For Chi-square tests we report Cramér’s V.
cramer_v <-cramerV(observed_matrix)cramer_v
Cramer V
0.2278
This code calculates Cramér’s V, which is the standard effect size measure for a Chi-square test of independence.
observed_matrix is the contingency table of observed counts
cramerV() uses the Chi-square statistic and table dimensions to compute a standardised measure of association
the result is stored in the object cramer_v so it can be:
reported in writing
compared across analyses
interpreted alongside the p-value
Cramér’s V always ranges from 0 to 1.
Interpretation guidelines (rules of thumb):
around 0.10 = small association
around 0.30 = moderate association
around 0.50 = large association
P-values vs effect sizes
A result can be non-significant and still have a non-zero effect size. The p-value is about evidence, while Cramér’s V is about strength.
Note: p-value and Effect size
P-values vs effect sizes
A p-value answers the question:
Is there evidence of an association in the population?
An effect size answers the question:
How strong is that association?
This means:
a result can be non-significant but still have a non-zero effect size
a result can be statistically significant but have a very small effect
The p-value is about evidence.
Cramér’s V is about strength.
This is why we always report both.
Statistical significance vs practical significance
A p-value tells us about statistical significance:
Is there evidence of an association in the population, or could this pattern be due to chance?
An effect size (such as Cramér’s V) tells us about practical significance:
How strong or meaningful is the association in real terms?
These are not the same thing.
Why this matters
A result can be statistically significant but practically trivial
A result can be not statistically significant but still show a noticeable association in the sample
Examples
Example 1: Statistically significant but not practically important
Suppose we analyse data from 10,000 students and find:
p < 0.001 (statistically significant)
Cramér’s V = 0.05 (very small effect)
The association exists, but it is so weak that it may not matter in practice.
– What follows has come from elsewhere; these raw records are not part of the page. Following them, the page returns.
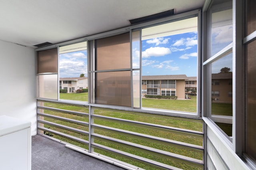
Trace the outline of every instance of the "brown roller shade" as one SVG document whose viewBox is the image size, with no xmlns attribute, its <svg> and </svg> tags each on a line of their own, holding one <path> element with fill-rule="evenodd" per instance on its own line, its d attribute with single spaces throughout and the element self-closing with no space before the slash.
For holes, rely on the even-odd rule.
<svg viewBox="0 0 256 170">
<path fill-rule="evenodd" d="M 37 73 L 58 72 L 58 50 L 53 48 L 37 52 Z"/>
</svg>

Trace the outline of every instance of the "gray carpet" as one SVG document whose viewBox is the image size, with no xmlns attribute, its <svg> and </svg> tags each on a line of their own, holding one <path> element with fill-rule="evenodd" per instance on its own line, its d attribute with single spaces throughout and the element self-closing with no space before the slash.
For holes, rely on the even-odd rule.
<svg viewBox="0 0 256 170">
<path fill-rule="evenodd" d="M 32 136 L 32 170 L 124 169 L 38 135 Z"/>
</svg>

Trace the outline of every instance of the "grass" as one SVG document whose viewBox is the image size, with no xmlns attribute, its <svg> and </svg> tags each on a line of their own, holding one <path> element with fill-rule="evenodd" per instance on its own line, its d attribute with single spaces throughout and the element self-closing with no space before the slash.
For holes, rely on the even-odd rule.
<svg viewBox="0 0 256 170">
<path fill-rule="evenodd" d="M 60 97 L 61 99 L 87 101 L 88 101 L 88 93 L 60 93 Z M 153 99 L 145 98 L 143 98 L 142 100 L 142 106 L 144 107 L 154 108 L 191 112 L 196 112 L 196 96 L 192 96 L 192 99 L 191 99 L 184 100 Z M 57 104 L 50 103 L 46 103 L 45 105 L 52 107 L 85 113 L 88 113 L 89 111 L 88 108 L 83 107 L 74 106 L 68 105 Z M 216 111 L 216 113 L 223 113 L 221 111 L 222 108 L 223 107 L 223 105 L 222 105 L 222 103 L 214 103 L 214 105 L 212 105 L 212 107 L 214 109 L 214 110 L 218 111 Z M 226 110 L 229 110 L 227 109 L 226 110 L 225 110 L 225 111 Z M 89 121 L 88 117 L 87 116 L 80 116 L 47 110 L 44 111 L 44 113 L 86 122 L 88 122 Z M 153 115 L 152 114 L 142 114 L 132 112 L 121 112 L 119 111 L 110 111 L 101 109 L 94 110 L 94 114 L 126 120 L 146 122 L 164 126 L 202 131 L 202 123 L 190 121 L 189 119 L 177 118 L 164 115 L 159 116 L 159 115 Z M 88 131 L 88 126 L 82 126 L 75 123 L 54 120 L 46 117 L 44 118 L 44 120 L 68 126 L 78 129 L 82 129 L 84 130 Z M 94 123 L 112 128 L 129 130 L 134 132 L 150 135 L 200 146 L 202 146 L 202 138 L 181 135 L 180 134 L 176 134 L 172 131 L 163 130 L 161 129 L 149 129 L 148 127 L 145 127 L 142 125 L 137 125 L 129 123 L 123 123 L 119 121 L 113 122 L 96 118 L 94 118 Z M 46 124 L 45 124 L 44 126 L 45 127 L 50 128 L 51 129 L 66 133 L 67 134 L 86 140 L 88 140 L 88 135 L 81 134 L 62 129 Z M 184 149 L 184 148 L 179 148 L 164 143 L 156 143 L 150 140 L 138 138 L 132 135 L 120 134 L 114 131 L 112 131 L 111 130 L 106 130 L 101 128 L 95 128 L 94 130 L 94 132 L 109 137 L 114 138 L 197 159 L 202 159 L 203 155 L 200 153 L 190 150 L 189 150 Z M 81 144 L 55 134 L 51 134 L 53 135 L 54 137 L 60 140 L 68 142 L 86 149 L 88 149 L 88 146 L 86 144 Z M 105 145 L 114 149 L 118 149 L 124 152 L 126 152 L 182 169 L 198 169 L 197 167 L 184 163 L 182 163 L 178 161 L 174 161 L 168 159 L 168 158 L 162 157 L 157 156 L 157 155 L 153 155 L 150 154 L 150 153 L 146 153 L 139 150 L 138 150 L 136 148 L 120 145 L 114 142 L 110 142 L 109 141 L 106 141 L 104 140 L 98 138 L 94 139 L 94 142 L 98 144 Z M 118 154 L 110 153 L 109 152 L 106 152 L 99 148 L 95 148 L 94 149 L 94 152 L 98 153 L 100 154 L 104 154 L 144 169 L 152 170 L 158 169 L 154 166 L 144 164 L 141 162 L 131 159 L 130 158 L 127 158 Z"/>
</svg>

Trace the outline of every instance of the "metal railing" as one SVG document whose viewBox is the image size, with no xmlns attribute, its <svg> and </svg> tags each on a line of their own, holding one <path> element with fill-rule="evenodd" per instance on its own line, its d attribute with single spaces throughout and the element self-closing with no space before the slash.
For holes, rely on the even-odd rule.
<svg viewBox="0 0 256 170">
<path fill-rule="evenodd" d="M 185 85 L 185 87 L 196 87 L 196 85 Z"/>
<path fill-rule="evenodd" d="M 202 121 L 108 107 L 38 100 L 38 134 L 131 169 L 203 169 Z"/>
</svg>

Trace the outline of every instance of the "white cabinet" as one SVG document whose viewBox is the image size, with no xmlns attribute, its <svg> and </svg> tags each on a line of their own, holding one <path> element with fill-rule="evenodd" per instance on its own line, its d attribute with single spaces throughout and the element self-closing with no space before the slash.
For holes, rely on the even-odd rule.
<svg viewBox="0 0 256 170">
<path fill-rule="evenodd" d="M 0 116 L 0 170 L 31 169 L 31 123 Z"/>
</svg>

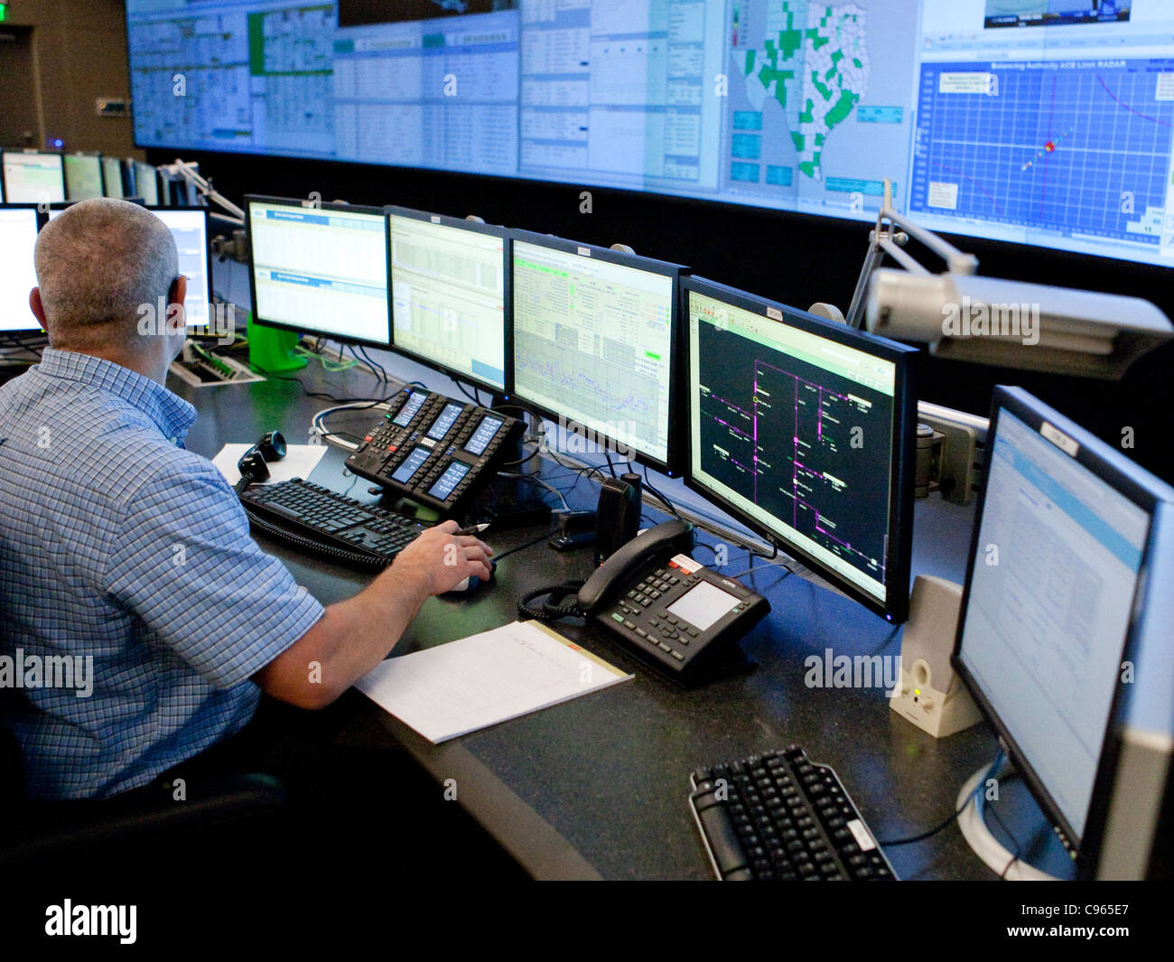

Example 2: Practically meaningful but not statistically significant
Suppose we analyse data from 40 students and find:
p = 0.08 (not statistically significant)
Cramér’s V = 0.30 (moderate effect)
The sample is small, so we lack strong evidence, but the size of the association is meaningful and may be worth further study.
Key takeaway
Statistical significance is about evidence
Practical significance is about impact
Good statistical reporting considers both
This is why we always report both the p-value and the effect size.
10. Reporting (what to write in a report)
A good write-up includes:
the test name
χ² statistic
degrees of freedom
p-value
effect size (Cramér’s V)
a one-sentence conclusion in plain language
Reusable reporting template
A Chi-square test of independence was conducted to examine the relationship between [X] and [Y]. The test showed [a significant / no statistically significant] association, χ²(df) = value, p = value, Cramér’s V = value.
Example reporting sentence (fill in from your output)
You will replace the placeholders with your actual results from chisq_out and cramer_v:
χ² = 20.75
df = 22
p = 0.536
Cramér’s V = 0.228
A model sentence (edit based on significance):
A Chi-square test of independence was conducted to examine the relationship between degree programme and year of study, χ²(22) = 20.75, p = 0.536, Cramér’s V = 0.228.
11. Glossary
Contingency table: a table of counts for combinations of two categorical variables.
Observed frequency: the count we actually see in the data.
Expected frequency: the count we would expect if the variables were independent.
Chi-square test of independence: a hypothesis test for association between two categorical variables.
Degrees of freedom (df): determined by the table size: (rows − 1)(columns − 1).
p-value: how surprising the χ² statistic is if the null hypothesis is true.
Cramér’s V: effect size for Chi-square tests (0 to 1).
Association: a relationship between variables (not causation).